A public symposium in Cambridge was told that, far from being top of the class, he was never more than half-way up.
“My classwork was very untidy and my handwriting was the despair of my teachers, but my classmates gave me the nickname Einstein, so presumably they saw signs of something better,” he said. “When I was 12, one of my friends bet another friend a bag of sweets that I would never come to anything. I don’t know if this bet was ever settled and, if so, which way it was decided.”
Unable to attend the event in person because of ill health, Hawking sent a speech which marked the culmination of four days of birthday celebrations organized by his colleagues at Cambridge University. The festivities were attended by the world’s leading cosmologists, including Nobel laureates Frank Wilczek and Saul Perlmutter, as well as celebrities such as Richard Branson.
Hawking’s laidback approach to education continued during his years studying physics at the University of Oxford.
“I did one exam before I went up, then had three years at Oxford with just the final exams at the end,” he said. “I once calculated that I did about a thousand hours’ work in the three years I was there, an average of an hour a day. I’m not proud of this.”
In his half-century career as a researcher, Hawking has been at the forefront of the understanding of black holes and quantum cosmology. His fame has also brought his ideas to a vast audience outside academia. His first book, A Brief History of Time, has reportedly sold more than 10 million copies worldwide and he has made guest appearances on The Simpsons and Star Trek.
In the speech, Hawking spoke of his early life growing up in the town of St Albans, north of London, and gave the highlights of his scientific career, but his main message was to “be curious” and never give up, however difficult things might seem.

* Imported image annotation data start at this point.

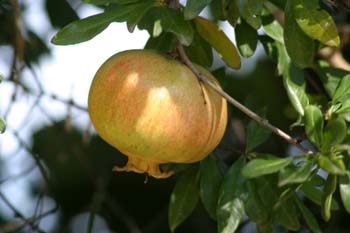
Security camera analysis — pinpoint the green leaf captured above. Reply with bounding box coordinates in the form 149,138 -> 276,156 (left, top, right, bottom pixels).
284,0 -> 315,68
244,179 -> 273,225
246,117 -> 271,151
274,194 -> 300,231
145,32 -> 173,53
0,116 -> 6,133
339,175 -> 350,214
184,0 -> 212,20
169,167 -> 199,232
185,33 -> 213,67
332,74 -> 350,104
223,0 -> 239,27
242,157 -> 293,178
293,0 -> 340,47
236,0 -> 263,30
279,63 -> 309,116
316,60 -> 349,97
295,197 -> 322,233
195,17 -> 241,69
321,175 -> 337,222
158,7 -> 194,46
126,0 -> 155,32
262,15 -> 284,44
322,117 -> 347,148
217,159 -> 246,233
278,160 -> 314,186
51,3 -> 139,45
301,182 -> 339,210
275,41 -> 290,74
305,105 -> 323,147
45,0 -> 79,28
317,154 -> 345,175
199,155 -> 223,220
235,20 -> 258,57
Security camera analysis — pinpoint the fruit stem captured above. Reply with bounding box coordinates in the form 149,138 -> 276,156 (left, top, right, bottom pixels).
177,41 -> 312,154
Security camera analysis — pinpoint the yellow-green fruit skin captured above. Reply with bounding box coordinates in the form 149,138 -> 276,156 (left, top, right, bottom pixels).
88,50 -> 227,178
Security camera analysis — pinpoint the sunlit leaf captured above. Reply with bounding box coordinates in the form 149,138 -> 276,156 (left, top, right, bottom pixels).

“Remember to look up at the stars and not down at your feet,” he said. “Try to make sense of what you see and about what makes the universe exist. Be curious, and however difficult life may seem, there is always something you can do and succeed at. It matters that you don’t just give up.”

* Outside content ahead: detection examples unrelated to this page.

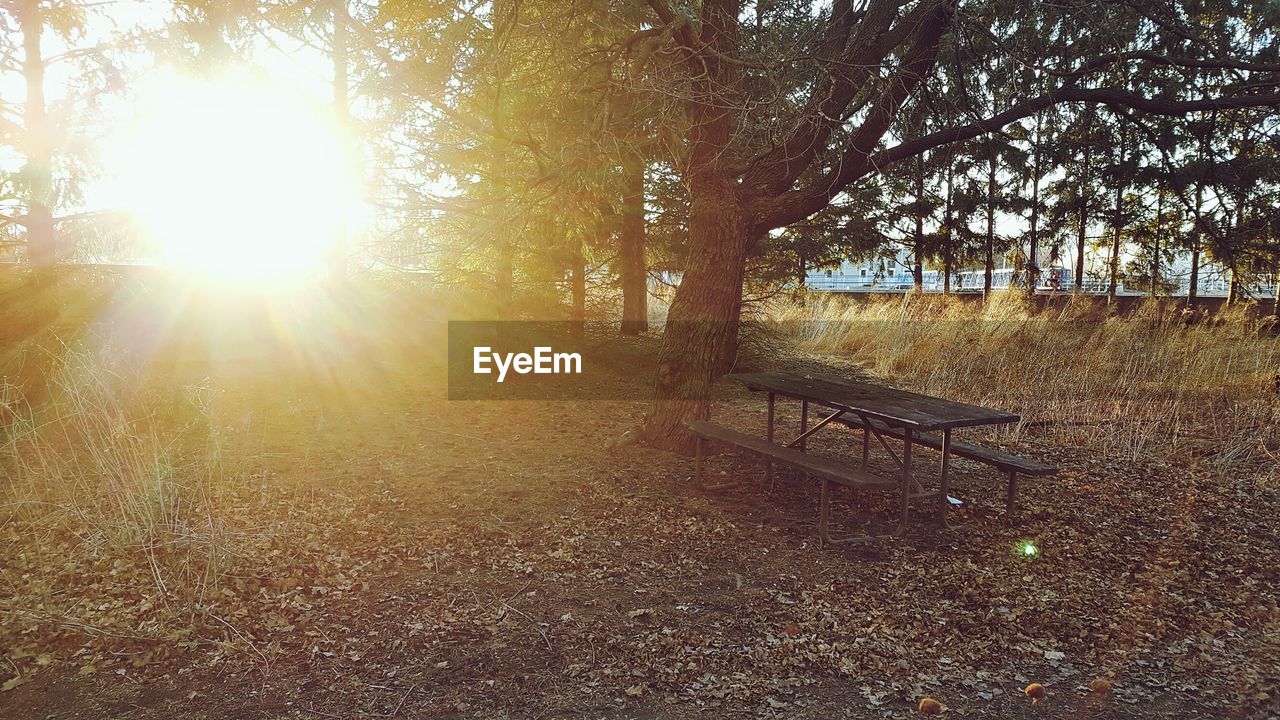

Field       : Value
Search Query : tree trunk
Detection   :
[1271,261,1280,320]
[1075,137,1093,295]
[1187,183,1204,301]
[911,155,924,295]
[1151,188,1165,297]
[1075,197,1089,295]
[1107,131,1125,301]
[329,0,351,279]
[982,155,996,300]
[641,178,751,451]
[17,0,59,282]
[488,0,518,313]
[568,242,586,337]
[942,159,955,295]
[618,154,649,336]
[1027,117,1041,295]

At about the age of 21, as he started his doctorate in Cambridge, Hawking was diagnosed with motor neurone disease. The first signs that something was wrong came after he fell over while ice skating on a lake near his childhood home in St Albans.

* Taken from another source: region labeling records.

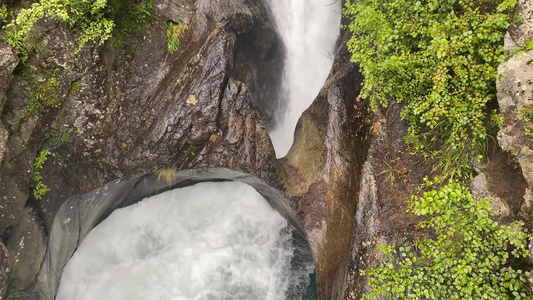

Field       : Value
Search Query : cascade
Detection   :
[56,182,316,300]
[268,0,341,157]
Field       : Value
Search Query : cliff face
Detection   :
[0,0,282,299]
[0,0,533,299]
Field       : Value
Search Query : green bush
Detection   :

“At first I became depressed. I seemed to be getting worse pretty rapidly. There didn’t seem any point in working on my PhD because I didn’t know I would live long enough to finish it,” he said.
After his expectations had been reduced to zero, he said, he was only emboldened when he met his future wife, Jane, at a party.
“Getting engaged lifted my spirits and I realized, if we were going to get married, I had to do a job and finish my PhD. I began to work hard and I enjoyed it,” he said.
Other speakers in the public seminar at Cambridge University included Lord Rees, the astronomer royal, and Perlmutter, who won the Nobel prize in physics last year for the co-discovery of dark energy, the mysterious substance said to drive the expansion of the universe.
Kip Thorne, formerly of the California Institute of Technology and a longtime collaborator of Hawking, spoke of a “new golden age” in the study of black holes.
Attending the birthday celebrations, Virgin chief executive Branson said it was “wonderful to be celebrating his 70th birthday, which in itself is remarkable. He should have won the Nobel prize many times.”
Hawking finished his statement, to a standing ovation, by saying that it had been a glorious time to be alive and be a researcher in theoretical physics.
“Our picture of the universe has changed a great deal in the past 40 years and I’m happy if I’ve made a small contribution. The fact that we humans — who are ourselves mere collections of fundamental particles of nature — have been able to come this close to an understanding of the laws governing us and our universe is a great triumph,” he said.